Quelque 700 personnes ont manifesté ce samedi à Bruxelles contre le blocage des négociations politiques et l’absence persistante d’un nouveau gouvernement et la durée extrême des négociations entre partis politiques. Après la manifestation, un pique-nique et un parlement citoyen ont aussi démontré la solidarité entre les Belges.

La manifestation a démarré vers midi, ce samedi, à la gare du Nord de Bruxelles et a terminé sa course dans le parc Elisabeth, près de la basilique de Koekelberg. Ce qui représente un parcours de 2 kilomètres environ. Les organisateurs de cette protestation contre la durée extrême des négociations entre partis politiques depuis les élections du 13 juin dernier avaient voulu donner un air festif à leur protestation. Des fanfares et groupes musicaux ont donc accompagné les manifestants.

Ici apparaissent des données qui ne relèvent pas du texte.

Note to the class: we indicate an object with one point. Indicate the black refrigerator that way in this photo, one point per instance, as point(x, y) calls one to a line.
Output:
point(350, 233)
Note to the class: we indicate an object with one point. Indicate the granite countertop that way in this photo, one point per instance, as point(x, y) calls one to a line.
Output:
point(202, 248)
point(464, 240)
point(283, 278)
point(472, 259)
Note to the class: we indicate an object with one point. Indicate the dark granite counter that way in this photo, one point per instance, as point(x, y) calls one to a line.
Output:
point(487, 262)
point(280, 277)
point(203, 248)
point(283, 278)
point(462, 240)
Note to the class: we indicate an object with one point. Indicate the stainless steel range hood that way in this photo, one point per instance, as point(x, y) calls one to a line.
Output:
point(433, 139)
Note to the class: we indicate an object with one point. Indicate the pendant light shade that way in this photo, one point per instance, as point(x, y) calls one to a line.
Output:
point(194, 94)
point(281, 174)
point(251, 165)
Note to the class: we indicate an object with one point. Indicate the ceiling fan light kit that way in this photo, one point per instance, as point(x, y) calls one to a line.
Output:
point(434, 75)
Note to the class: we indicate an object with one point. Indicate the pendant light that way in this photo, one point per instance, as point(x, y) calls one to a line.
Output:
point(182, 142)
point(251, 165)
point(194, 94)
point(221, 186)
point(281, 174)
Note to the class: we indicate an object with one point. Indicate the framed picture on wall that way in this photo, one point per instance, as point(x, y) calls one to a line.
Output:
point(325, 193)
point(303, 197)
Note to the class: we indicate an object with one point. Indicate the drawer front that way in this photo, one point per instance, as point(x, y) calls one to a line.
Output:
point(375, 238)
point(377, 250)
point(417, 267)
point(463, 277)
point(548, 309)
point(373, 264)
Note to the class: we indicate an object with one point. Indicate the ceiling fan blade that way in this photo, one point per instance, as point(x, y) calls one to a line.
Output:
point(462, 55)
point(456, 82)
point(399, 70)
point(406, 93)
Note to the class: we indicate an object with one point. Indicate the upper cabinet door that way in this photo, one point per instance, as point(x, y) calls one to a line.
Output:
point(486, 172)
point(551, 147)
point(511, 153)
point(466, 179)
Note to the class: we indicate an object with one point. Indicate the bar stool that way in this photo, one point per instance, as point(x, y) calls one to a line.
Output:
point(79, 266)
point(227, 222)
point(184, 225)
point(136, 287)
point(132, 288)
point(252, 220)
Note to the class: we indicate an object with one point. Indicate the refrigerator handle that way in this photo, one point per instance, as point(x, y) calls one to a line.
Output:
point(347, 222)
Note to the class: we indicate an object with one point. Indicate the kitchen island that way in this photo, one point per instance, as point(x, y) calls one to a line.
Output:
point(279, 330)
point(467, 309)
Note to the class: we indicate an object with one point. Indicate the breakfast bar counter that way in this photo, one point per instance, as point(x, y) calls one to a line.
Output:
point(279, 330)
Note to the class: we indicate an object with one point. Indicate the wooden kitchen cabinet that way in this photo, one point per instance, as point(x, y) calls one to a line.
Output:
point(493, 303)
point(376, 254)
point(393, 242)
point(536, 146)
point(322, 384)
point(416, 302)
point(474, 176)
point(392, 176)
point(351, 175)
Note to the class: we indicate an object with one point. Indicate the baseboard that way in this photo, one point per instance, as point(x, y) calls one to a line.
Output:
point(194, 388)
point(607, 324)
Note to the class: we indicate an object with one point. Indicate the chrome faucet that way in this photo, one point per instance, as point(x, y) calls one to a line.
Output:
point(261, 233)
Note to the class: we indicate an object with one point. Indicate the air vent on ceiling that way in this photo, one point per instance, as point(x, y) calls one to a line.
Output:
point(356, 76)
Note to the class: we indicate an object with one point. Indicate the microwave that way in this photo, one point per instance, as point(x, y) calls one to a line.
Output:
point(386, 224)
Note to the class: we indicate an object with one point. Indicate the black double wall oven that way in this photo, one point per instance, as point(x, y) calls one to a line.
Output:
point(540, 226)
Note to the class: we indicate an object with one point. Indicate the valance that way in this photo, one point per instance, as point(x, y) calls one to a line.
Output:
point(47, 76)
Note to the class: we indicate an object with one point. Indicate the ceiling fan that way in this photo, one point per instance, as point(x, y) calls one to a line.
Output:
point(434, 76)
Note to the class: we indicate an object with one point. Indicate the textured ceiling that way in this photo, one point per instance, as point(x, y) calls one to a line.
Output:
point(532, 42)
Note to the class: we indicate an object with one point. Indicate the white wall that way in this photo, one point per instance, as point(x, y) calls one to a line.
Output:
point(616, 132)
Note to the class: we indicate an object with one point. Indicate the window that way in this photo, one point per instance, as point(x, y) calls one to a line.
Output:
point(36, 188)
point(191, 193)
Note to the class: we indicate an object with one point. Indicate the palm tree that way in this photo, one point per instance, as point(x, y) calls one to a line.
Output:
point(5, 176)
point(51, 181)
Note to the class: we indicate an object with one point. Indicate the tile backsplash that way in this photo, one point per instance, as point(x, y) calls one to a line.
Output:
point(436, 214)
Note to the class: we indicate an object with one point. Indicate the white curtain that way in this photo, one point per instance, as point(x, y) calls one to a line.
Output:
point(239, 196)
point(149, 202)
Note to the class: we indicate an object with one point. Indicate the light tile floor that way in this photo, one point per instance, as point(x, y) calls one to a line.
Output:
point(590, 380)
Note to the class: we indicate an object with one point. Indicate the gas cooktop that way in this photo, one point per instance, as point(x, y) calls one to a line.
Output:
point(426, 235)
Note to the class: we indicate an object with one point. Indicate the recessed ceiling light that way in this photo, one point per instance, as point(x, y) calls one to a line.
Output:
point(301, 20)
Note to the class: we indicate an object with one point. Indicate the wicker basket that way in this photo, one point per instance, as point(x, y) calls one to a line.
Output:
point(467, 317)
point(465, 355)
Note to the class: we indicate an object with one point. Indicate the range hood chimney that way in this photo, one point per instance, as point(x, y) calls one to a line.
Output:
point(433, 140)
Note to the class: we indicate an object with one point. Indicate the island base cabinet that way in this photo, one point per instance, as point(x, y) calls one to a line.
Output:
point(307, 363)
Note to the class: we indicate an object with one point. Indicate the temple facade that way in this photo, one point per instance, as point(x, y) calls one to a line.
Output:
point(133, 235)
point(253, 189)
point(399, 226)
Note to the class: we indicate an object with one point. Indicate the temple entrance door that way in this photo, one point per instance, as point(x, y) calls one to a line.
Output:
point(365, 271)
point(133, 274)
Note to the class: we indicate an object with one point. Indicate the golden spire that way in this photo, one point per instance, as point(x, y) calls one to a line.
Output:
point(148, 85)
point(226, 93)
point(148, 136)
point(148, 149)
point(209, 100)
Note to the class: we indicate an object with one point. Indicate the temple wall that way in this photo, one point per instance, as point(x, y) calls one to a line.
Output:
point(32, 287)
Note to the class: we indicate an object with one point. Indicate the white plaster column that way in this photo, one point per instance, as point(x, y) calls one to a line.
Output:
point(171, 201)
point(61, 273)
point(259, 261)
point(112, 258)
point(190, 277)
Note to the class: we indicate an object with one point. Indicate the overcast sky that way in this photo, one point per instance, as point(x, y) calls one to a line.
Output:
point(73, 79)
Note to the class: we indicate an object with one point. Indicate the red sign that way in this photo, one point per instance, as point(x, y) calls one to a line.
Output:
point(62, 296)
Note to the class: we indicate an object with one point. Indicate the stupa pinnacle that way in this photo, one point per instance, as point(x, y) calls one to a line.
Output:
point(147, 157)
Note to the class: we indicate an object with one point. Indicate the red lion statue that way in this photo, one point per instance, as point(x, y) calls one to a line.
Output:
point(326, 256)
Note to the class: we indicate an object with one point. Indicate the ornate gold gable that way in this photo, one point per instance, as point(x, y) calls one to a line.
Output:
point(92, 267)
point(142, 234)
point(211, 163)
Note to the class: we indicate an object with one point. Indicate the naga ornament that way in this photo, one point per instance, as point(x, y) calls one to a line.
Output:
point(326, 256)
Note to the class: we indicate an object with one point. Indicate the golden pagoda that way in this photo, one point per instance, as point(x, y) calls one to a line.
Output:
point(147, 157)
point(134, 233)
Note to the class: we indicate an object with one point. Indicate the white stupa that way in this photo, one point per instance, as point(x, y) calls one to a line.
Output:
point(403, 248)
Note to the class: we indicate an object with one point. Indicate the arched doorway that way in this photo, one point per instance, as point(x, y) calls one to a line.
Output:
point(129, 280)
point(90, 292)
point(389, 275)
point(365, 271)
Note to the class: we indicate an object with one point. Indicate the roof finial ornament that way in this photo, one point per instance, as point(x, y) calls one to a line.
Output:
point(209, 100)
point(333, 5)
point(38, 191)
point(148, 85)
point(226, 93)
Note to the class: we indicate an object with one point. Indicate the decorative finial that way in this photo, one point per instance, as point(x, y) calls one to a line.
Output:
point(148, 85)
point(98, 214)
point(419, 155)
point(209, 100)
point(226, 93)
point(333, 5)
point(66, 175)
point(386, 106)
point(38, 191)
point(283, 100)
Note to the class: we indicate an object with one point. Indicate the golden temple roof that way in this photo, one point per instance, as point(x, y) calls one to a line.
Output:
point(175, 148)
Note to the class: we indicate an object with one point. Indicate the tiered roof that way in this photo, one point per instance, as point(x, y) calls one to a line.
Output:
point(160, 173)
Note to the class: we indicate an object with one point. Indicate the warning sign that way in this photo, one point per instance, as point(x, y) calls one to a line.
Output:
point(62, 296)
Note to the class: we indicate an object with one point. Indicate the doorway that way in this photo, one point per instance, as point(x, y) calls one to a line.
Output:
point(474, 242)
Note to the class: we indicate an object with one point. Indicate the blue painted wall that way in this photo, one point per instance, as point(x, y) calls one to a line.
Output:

A la suite de la marche de protestation, un grand pique-nique et des danses étaient organisés dans le parc de la commune de Koekelberg. Un « parlement citoyen » a débuté vers 15h00. Une quarantaine d’interventions d’une minute étaient ainsi prévues dans un hémicycle, émanant notamment d’artistes flamands connus, tels que Wouter Deprez, Daan, Arno, Dimitri Verhulst et Jaco Van Dormael.

"Pas en notre nom"

La journée d’action était organisée à l’initiative du collectif « Pas en notre nom », qui avait déjà orchestré le 23 janvier via Facebook (photo) une grande manifestation à Bruxelles et le 17 février une « révolution des frites » dans plusieurs villes universitaires du pays. La manifestation de janvier, intitulée « Shame » (ce qui signifie « honte » en français), avait rassemblé 34.000 personnes, qui appelaient notamment à la mise en place rapide d’un nouveau gouvernement fédéral.

Le collectif rassemble une centaine d’organisations, allant de royalistes à des associations d’étudiants, en passant par des organisations socioculturelles ou des groupes pacifistes.

« Notre but est de lancer un mouvement citoyen », explique Lieve Franssen du collectif « Pas en notre nom ». « Nous essayons donc de construire quelque chose avec tous les acteurs de notre plateforme. Nous organisons aussi des discussions et des débats, et nous tentons d’expliquer aux gens ce qui est réellement en jeu ».

« Avec l’action de ce samedi, nous réclamons le maintient d’une sécurité sociale fédérale. Nous souhaitons aussi que Bruxelles retrouve sa dignité et que cette ville soit également considérée comme un laboratoire pour l’avenir. Mais surtout, nous nous distançons du discours communautaire, dans lequel tout est toujours ramené au fait de parler une certaine langue. Nous voulons un vrai avenir pour notre pays, qui est diversifié et plurilingue ».